This Transport Company Was Asked To Transport A Dakota, You Will Not Believe How They Crashed It…



In my previous Blogs Ghosts of the Gooney Bird, I showed pictures of crashed, lost and derelict Douglas C-47’s/ DC-3’s/ Dakotas.

Most of them are lost forever, doomed to stay where they are and slowly deteriorating. In the (semi) arctic conditions of the North that can take quite some time and the aluminium skin of the aircraft can remain pretty well conserved.

When warmer or salty conditions prevail, the process of rotting away can go much faster. In rare cases, the crashing of the aircraft is not caused by technical failure or pilot error, but by sheer bad luck or “driver error”.

Dakota L-4 dark sharpThe derelict Douglas C-47 that you see in the main feature photo is such rare case.

This particular aircraft has a long and well-documented career,  built in 1944 in Oklahoma, it was delivered to the USAAF on 24 April 1945 and soon after the war it ended up with the French Air Force and later Air France.

The plane became a cargo transport, flying over Europe and North Africa and at the end of its active life, the aircraft became a Museum Display in Belgium. First as Gate Guard in the Ardennes Victory Museum in Arlon, Belgium, later as a show piece of the “Wings of Liberation” Museum in Best, Holland.

One day in Sept 2010, a novel Musical Production started up in a hangar of former Naval Air Station Valkenburg, 10 miles out from The Hague, Holland in which a starring role was foreseen for this aircraft.

The Dakota would be playing in a marvellous act, in which the Hangar doors would open, and the aircraft would come in view right in front. The 1100 spectators sitting on a rotating auditorium inside that Hangar would watch in awe the ‘live’ act of a real C-47 rolling into their show from the outdoor platform.

C-47 Dodge 3

So far, so good, but now enter the Gremlins.

The transport from Brabant to Valkenburg was well prepared and would take place by night with police escorts, in order to make room for the 6+ meter wide road transport. The fuselage and central wing section were coupled so the two engine nacelles were hanging over the truck’s lowloader sides as outriggers.

All fly overs, tunnels and bridges were well checked for the clearance of this “Convoy Exceptionel”, but in the very last flyover, just a few miles from its end destination, fate struck, resulting in a terrible crash of the aircraft.

Why this could happen, will remain food for long and hot discussions, but the fact is that the bridge had three concrete walls, two on the sides of the four lane highway and one in the middle. You can hardly guess what made the drama happen.

In the books and data acquired from the Road Management Agency, the distance between outer and central wall was written as 6,80 m or so, while the reality proved to be more crushing than anticipated from the files.
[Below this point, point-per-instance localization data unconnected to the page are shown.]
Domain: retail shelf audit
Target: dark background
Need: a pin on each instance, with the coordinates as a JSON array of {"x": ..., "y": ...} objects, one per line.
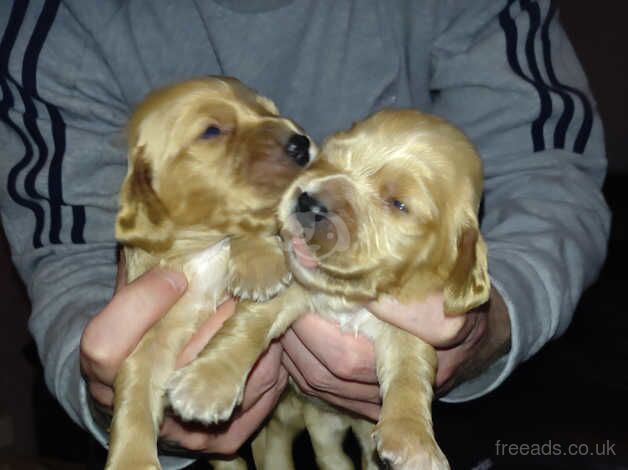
[{"x": 573, "y": 392}]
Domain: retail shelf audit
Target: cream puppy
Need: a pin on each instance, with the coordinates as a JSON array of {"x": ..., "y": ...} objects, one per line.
[
  {"x": 388, "y": 209},
  {"x": 208, "y": 162}
]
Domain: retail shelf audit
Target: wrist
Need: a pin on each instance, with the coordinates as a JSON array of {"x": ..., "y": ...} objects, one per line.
[{"x": 492, "y": 337}]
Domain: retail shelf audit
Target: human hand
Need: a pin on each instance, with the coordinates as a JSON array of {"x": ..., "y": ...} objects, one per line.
[
  {"x": 340, "y": 368},
  {"x": 465, "y": 344},
  {"x": 331, "y": 365},
  {"x": 109, "y": 338}
]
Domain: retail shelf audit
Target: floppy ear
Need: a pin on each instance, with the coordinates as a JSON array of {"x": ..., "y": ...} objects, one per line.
[
  {"x": 468, "y": 285},
  {"x": 142, "y": 220}
]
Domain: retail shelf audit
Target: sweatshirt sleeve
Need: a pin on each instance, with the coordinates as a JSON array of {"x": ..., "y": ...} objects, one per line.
[
  {"x": 63, "y": 158},
  {"x": 506, "y": 73}
]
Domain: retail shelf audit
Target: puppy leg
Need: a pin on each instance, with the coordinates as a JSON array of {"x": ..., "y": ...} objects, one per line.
[
  {"x": 257, "y": 268},
  {"x": 406, "y": 368},
  {"x": 327, "y": 430},
  {"x": 139, "y": 393},
  {"x": 363, "y": 429},
  {"x": 210, "y": 387},
  {"x": 272, "y": 448},
  {"x": 235, "y": 464}
]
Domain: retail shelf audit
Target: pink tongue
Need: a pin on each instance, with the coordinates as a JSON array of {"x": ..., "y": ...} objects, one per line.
[{"x": 303, "y": 253}]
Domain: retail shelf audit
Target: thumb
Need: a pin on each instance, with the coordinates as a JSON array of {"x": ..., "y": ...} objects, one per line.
[
  {"x": 112, "y": 335},
  {"x": 425, "y": 319}
]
The story goes that they had stopped at nearly all bridges to check the clearances given before passing, but a their very last fly over, as they smelled the coffee and the end station come close, they just rode on and trashed the Dakota on the lowloader in a matter of seconds.

The left-hand engine nacelle hit the central concrete wall, which made the total aircraft jackknife on the lowloader. In the process, the central wing section tore apärt from the fuselage, trashing the airframe.

The walls were built under the German Occupation in WWII, and it is likely that they used ´Atlantik Wall` materials for this. This wall did not give yield a single inch when the old Gooney Bird came flying in low & slow.